Using Amazon CloudWatch to closely monitor your AWS environment
To ensure that you have a stable cloud environment, it is important to detect anomalies (“system impairments”) quickly and respond in a timely manner. Monitoring becomes an important and necessary task for any organization moving to the cloud. This is no different than if you were managing on-premises applications and infrastructure. So, how should you monitor in an AWS environment? One choice is to use Amazon CloudWatch, which monitors CPU, memory, and disk usage and notifies you when a predetermined threshold is exceeded. Plus, you can set up your own metrics to monitor various items such as application logs.
The best part about Amazon CloudWatch is that it’s a service provided by AWS itself. It has a high affinity with Amazon EC2 and other AWS services, so it can quickly respond to frequent functional extensions and specification changes, and can easily support AWS Auto Scaling, which automatically increases or decreases resources according to the load.
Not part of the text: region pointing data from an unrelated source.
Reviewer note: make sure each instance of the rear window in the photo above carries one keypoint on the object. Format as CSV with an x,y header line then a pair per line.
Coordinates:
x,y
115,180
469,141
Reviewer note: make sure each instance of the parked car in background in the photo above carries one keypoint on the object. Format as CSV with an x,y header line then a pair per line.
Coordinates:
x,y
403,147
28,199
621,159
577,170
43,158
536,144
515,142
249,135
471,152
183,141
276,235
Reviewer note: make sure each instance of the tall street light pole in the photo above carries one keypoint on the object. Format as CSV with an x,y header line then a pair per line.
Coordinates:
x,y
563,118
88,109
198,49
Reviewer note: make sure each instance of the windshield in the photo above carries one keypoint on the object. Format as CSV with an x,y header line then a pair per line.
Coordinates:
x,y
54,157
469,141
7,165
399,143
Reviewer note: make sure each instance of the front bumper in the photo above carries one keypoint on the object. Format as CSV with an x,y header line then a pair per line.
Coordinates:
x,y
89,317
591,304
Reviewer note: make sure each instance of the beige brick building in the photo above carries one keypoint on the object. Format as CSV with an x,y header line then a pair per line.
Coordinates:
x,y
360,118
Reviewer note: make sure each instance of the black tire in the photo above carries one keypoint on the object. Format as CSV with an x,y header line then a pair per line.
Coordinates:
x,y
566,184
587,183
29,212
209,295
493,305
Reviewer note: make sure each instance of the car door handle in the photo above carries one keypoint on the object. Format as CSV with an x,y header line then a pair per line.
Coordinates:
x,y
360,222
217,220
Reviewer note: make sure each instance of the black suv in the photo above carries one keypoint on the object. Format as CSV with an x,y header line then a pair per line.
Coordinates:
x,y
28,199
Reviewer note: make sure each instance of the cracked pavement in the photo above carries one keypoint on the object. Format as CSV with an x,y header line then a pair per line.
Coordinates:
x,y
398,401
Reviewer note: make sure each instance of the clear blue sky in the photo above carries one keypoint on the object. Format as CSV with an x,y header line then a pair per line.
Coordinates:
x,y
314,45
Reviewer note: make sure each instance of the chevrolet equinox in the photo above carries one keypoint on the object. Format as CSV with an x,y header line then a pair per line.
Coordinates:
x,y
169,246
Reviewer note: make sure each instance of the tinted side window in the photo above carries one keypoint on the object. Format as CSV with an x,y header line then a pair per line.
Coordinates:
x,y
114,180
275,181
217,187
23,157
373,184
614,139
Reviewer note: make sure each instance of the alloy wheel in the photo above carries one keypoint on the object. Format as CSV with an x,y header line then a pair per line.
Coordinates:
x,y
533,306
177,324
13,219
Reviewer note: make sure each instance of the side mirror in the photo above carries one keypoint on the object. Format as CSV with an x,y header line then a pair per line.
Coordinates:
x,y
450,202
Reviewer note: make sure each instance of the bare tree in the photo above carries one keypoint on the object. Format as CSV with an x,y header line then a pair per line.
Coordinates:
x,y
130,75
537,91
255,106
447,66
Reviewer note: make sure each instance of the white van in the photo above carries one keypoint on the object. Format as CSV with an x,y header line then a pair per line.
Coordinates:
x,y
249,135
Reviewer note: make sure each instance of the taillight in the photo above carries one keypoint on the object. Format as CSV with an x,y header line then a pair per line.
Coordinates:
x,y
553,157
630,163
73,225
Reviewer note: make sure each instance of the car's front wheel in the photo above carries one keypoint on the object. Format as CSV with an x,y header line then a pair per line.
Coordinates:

Amazon CloudWatch provides precise monitoring tailored to each environment’s unique circumstances.
Amazon CloudWatch implementation challenges
While Amazon CloudWatch is an ideal fit for organizations with experienced cloud engineers and DevOps teams, there are some things the average users should be aware of.
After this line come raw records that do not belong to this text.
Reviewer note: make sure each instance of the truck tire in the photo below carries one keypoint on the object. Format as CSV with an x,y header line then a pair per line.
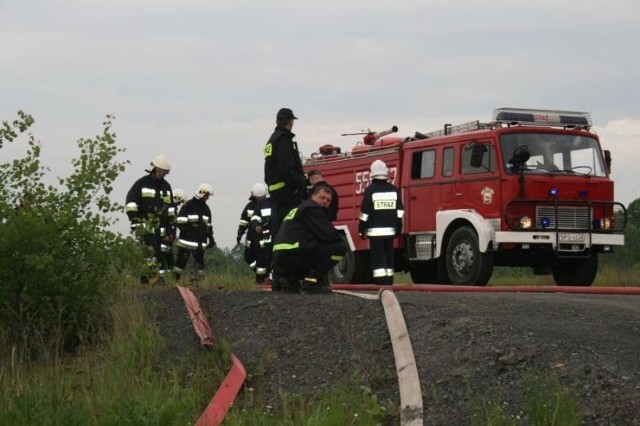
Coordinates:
x,y
466,265
576,272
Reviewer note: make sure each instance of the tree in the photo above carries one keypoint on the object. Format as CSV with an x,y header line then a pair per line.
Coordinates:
x,y
60,271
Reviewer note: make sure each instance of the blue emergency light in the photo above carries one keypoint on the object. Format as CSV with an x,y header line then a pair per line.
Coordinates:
x,y
542,117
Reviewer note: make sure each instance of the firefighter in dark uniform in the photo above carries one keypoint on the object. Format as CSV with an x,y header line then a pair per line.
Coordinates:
x,y
307,246
261,225
196,231
283,171
167,247
314,177
251,240
381,216
147,206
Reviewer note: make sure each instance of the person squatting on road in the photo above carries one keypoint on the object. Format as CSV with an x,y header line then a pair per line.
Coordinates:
x,y
167,247
251,240
147,207
381,216
262,223
196,231
314,177
307,246
283,171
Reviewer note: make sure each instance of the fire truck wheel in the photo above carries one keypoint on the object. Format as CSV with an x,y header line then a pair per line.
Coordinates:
x,y
576,272
466,265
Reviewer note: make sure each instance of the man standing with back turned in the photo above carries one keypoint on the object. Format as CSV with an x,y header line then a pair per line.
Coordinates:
x,y
283,171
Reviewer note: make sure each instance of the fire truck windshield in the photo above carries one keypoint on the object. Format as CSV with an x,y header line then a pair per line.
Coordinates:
x,y
552,154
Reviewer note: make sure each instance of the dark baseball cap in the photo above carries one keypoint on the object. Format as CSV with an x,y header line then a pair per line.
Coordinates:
x,y
286,114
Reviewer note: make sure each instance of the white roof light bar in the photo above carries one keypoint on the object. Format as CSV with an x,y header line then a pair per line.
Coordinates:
x,y
542,117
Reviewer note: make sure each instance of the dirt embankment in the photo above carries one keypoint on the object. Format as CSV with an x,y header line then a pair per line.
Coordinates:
x,y
469,348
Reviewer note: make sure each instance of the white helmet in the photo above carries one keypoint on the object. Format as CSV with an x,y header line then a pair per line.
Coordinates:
x,y
161,161
203,189
379,170
178,196
259,190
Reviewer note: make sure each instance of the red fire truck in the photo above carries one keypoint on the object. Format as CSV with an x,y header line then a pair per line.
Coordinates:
x,y
530,188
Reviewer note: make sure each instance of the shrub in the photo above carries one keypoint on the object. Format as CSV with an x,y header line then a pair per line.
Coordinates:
x,y
57,276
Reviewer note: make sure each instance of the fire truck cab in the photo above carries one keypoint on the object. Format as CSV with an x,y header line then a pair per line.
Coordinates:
x,y
531,188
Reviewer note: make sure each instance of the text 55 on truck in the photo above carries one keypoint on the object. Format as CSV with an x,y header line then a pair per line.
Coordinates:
x,y
531,188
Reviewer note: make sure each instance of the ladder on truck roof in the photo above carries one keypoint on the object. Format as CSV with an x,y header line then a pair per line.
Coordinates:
x,y
520,117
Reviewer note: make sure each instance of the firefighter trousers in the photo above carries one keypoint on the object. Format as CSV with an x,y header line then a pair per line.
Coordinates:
x,y
382,261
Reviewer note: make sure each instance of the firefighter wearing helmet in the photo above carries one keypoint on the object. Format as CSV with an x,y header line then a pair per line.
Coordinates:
x,y
167,247
196,230
262,228
259,189
147,206
381,216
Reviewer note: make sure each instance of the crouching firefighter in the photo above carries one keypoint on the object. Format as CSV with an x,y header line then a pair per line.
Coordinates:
x,y
307,246
196,232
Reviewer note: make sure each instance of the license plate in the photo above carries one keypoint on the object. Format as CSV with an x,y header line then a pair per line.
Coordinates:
x,y
570,237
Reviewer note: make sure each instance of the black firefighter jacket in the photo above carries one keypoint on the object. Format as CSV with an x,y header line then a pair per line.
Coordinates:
x,y
194,222
283,171
148,202
304,228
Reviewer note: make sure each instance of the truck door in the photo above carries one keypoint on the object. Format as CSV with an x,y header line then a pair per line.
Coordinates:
x,y
478,184
422,197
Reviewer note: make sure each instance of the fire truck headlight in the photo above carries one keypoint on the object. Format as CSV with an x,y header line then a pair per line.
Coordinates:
x,y
525,222
604,223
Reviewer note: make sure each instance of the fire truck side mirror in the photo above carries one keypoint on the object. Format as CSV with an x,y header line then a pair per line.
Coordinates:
x,y
477,154
607,160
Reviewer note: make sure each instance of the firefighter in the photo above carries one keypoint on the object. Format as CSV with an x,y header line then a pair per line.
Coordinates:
x,y
196,231
283,172
307,246
250,241
261,225
381,216
147,207
314,177
167,247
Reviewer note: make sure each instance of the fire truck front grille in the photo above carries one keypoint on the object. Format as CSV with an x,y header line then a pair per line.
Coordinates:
x,y
567,217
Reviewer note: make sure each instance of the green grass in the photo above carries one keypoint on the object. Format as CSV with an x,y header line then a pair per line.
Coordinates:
x,y
121,381
544,403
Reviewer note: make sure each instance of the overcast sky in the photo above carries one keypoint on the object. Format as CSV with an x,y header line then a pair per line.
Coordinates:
x,y
201,81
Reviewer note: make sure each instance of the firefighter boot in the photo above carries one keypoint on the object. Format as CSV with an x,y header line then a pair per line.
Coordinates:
x,y
289,284
312,284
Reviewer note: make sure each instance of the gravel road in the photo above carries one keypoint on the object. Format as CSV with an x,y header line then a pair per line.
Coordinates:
x,y
470,348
Amazon CloudWatch is effective for monitoring an organization’s AWS environment, but it requires a certain level of skill and knowledge to configure and deploy. Especially when you set your own metrics, are setting up alerts, or taking into account Auto Scaling, the complexity increases. For example, If you’re setting up monitoring, it’s easy, but if you’re setting up email, rebooting, AutoScaling, etc., depending on the resource situation, it can be difficult.
If you want to automate the recovery process with instructions such as “restart the server when an error occurs”, you must first create a recovery scenario with an AWS Lambda script that provides a detailed description of the conditions and actions to be taken. How familiar is your team with AWS Lambda?
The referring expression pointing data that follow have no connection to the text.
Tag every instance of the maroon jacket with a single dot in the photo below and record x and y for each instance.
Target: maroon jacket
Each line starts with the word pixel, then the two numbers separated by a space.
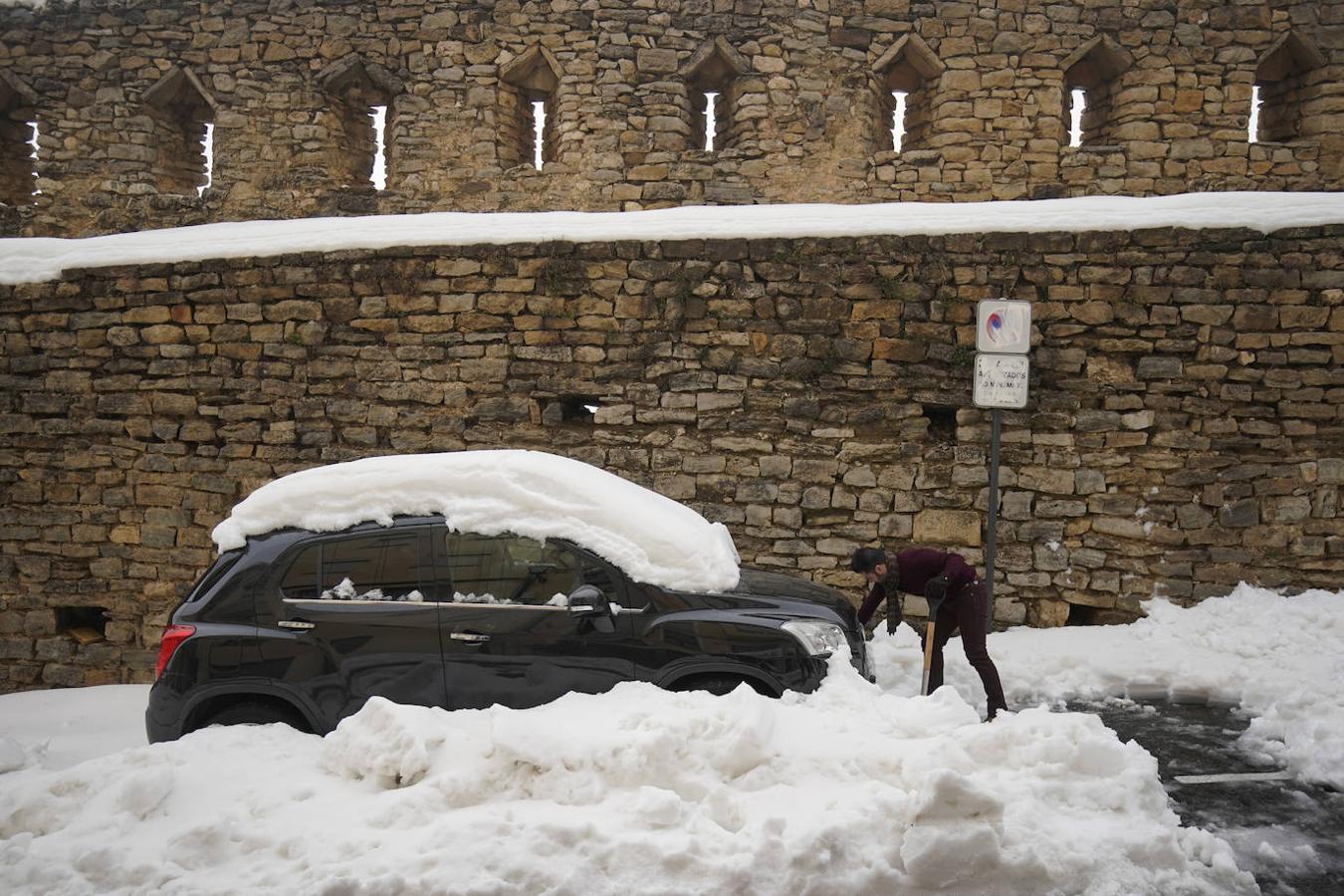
pixel 914 567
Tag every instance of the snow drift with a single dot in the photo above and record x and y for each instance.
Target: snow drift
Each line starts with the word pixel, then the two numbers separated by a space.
pixel 531 493
pixel 1279 658
pixel 34 260
pixel 636 791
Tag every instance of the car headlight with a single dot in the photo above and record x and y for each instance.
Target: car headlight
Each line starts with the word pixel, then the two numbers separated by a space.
pixel 817 638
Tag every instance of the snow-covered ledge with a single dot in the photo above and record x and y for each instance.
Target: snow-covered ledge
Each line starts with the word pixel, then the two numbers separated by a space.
pixel 35 260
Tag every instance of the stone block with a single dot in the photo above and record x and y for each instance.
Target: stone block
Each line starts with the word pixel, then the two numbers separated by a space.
pixel 948 527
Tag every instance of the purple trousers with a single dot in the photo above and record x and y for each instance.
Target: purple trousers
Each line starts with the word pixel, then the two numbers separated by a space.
pixel 967 612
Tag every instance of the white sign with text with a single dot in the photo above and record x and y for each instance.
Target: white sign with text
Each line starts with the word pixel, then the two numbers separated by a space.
pixel 1002 380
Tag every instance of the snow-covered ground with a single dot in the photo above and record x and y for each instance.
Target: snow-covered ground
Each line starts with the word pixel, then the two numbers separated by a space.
pixel 33 260
pixel 853 788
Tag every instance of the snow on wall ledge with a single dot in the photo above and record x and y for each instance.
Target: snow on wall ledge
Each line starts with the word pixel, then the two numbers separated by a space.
pixel 531 493
pixel 35 260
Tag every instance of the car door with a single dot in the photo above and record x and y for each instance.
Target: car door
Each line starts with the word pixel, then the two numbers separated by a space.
pixel 508 635
pixel 351 621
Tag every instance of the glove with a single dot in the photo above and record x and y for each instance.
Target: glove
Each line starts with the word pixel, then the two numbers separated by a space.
pixel 936 591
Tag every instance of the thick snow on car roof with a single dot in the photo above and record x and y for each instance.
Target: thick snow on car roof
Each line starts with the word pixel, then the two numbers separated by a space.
pixel 652 538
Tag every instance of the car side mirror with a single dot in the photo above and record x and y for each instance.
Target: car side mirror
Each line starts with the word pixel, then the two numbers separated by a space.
pixel 588 602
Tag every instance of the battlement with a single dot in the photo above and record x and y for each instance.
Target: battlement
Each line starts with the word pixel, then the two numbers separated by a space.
pixel 648 104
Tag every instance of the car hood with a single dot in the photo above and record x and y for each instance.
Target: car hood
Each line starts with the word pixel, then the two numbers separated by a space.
pixel 760 583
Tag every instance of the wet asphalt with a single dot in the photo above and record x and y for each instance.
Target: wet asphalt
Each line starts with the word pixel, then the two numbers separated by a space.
pixel 1287 833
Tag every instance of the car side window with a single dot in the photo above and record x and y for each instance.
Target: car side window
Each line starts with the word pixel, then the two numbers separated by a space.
pixel 361 567
pixel 507 569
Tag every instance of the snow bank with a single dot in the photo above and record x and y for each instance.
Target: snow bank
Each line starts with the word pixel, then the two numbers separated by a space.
pixel 636 791
pixel 61 729
pixel 33 260
pixel 1281 658
pixel 530 493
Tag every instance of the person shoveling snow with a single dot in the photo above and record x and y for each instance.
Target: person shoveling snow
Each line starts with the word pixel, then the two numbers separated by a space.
pixel 957 600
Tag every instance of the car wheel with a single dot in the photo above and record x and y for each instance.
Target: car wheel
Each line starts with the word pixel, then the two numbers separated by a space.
pixel 717 685
pixel 254 714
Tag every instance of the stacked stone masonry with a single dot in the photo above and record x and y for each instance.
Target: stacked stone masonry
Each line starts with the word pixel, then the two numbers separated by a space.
pixel 121 92
pixel 1186 425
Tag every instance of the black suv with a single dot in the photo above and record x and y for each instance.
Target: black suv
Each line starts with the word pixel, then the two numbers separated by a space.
pixel 303 627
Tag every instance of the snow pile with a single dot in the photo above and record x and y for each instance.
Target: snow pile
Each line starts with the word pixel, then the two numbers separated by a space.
pixel 531 493
pixel 1281 658
pixel 636 791
pixel 33 260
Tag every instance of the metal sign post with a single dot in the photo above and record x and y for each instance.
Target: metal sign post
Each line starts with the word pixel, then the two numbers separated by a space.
pixel 1003 338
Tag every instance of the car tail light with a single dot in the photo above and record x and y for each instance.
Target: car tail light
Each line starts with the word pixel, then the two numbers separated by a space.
pixel 173 635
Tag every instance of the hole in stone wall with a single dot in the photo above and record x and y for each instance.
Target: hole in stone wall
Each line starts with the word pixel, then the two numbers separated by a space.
pixel 1075 115
pixel 18 150
pixel 379 176
pixel 1252 125
pixel 208 150
pixel 83 623
pixel 898 118
pixel 943 422
pixel 538 131
pixel 35 142
pixel 578 408
pixel 1081 615
pixel 710 126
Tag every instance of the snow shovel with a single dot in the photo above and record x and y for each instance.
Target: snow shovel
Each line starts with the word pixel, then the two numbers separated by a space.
pixel 933 614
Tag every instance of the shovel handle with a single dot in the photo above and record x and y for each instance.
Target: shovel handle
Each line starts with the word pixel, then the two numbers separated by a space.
pixel 929 630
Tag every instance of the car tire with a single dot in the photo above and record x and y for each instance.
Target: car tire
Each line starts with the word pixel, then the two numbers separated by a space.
pixel 718 685
pixel 254 714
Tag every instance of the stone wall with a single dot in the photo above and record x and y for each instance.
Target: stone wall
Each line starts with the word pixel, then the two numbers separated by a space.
pixel 122 91
pixel 1186 427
The principal advantage of Amazon CloudWatch is that you can monitor your environment closely, but in order to do that, you must properly design in advance for each system what items to monitor and when, threshold values, etc. These design tasks can take a lot of time. Of course, your mission-critical systems need to be closely monitored in this way, but this level of detail and sophistication is not appropriate for all systems. For some, such as internal websites or WordPress servers, you will want to minimize your operating and labor costs. In such cases, we would like to suggest you consider a tool that can be more easily operated and managed.
SIOS AppKeeper for monitoring operating systems and application services running on AWS
For non-mission critical applications, we would like to recommend SIOS AppKeeper from SIOS Technology. AppKeeper is easy to install and configure and monitors the services (processes) of the application running on the EC2 instances. AppKeeper automatically restarts the service when an error is detected and reboots the instance if necessary. Even users moving to the cloud for the first time can set up AppKeeper to monitor their EC2 instances and recover automatically, without needing to have sophisticated scripting skills.
With AppKeeper, there is no need to select individual services to be monitored. You simply start by selecting the EC2 instances to be monitored and what actions you would like to be taken automatically. You can always get more specific about which services to monitor and how, but AppKeeper is designed to be easy to configure out of the box. When an error is detected or automatically restored from, a log of the failure is recorded and stored so that the cause of the failure can be investigated later.
Rather than using Amazon CloudWatch to closely monitor everything in your AWS environment, we recommend that you take inventory of your environment based on your SLAs and recovery requirements, and use SIOS AppKeeper to monitor systems and applications where you want to reduce your operational overhead.